Yeah, I have a phenolic carb spacer to stop the heat from getting into the carb. Fitted it myself (despite mechanical newbieness). Made a vast difference to the car. I got the Edelbrock spacer - EDL-9266 (it seems the right thing to do as I have an Edelbrock inlet and Edelbrock carb). The issues I was having was the fuel was percolating in the carb and it was making hot starting hard, and it was having issues driving at low speed etc. After a run putting my hand on the carb it felt very hot. After the insulator, it feel "warm", but no where near the hot feeling it was before. Car runs much better now. More importantly, prior to the insulator, whenever I stopped my engine and immediately opened the bonnet, it sounded like a coffe percolator under there - you could hear the fuel bubbling away for quite a long time. It deffo doesn't do that now, even on hot days.

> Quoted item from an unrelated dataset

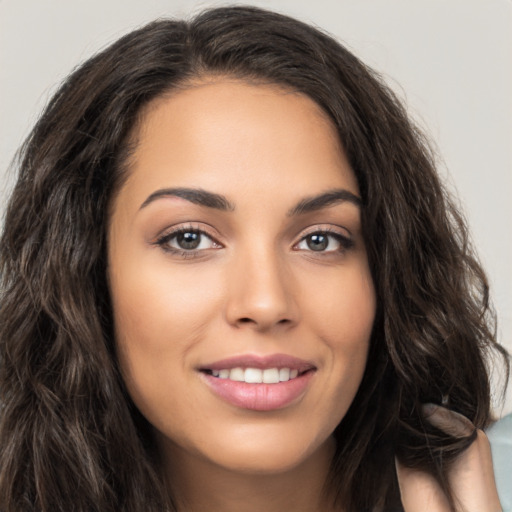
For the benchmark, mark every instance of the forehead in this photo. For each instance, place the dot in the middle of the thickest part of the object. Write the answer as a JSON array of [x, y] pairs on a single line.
[[237, 138]]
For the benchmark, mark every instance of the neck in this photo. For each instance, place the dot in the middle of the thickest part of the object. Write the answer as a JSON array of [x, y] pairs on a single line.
[[199, 485]]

My spacer isn't particularly thick (just over 0.3 inch thick), intentionally, as there isn't much space with my dual plane manifold pushing the carb up towards the hood. You can get much bigger ones if you have the space.
Couple of hints I found:
1) The heat insulator doesn't make a good gasket, so I have carb gaskets on the bottom and top of my heat insulator. This is because in the four corners there are the bolts holes in the gasket that run from the carb to the manifold. They have metal in those holes for the bolts to run through. Those metal bits stop the insulator compressing enough to seal ok. Its not a fault, just the way it is.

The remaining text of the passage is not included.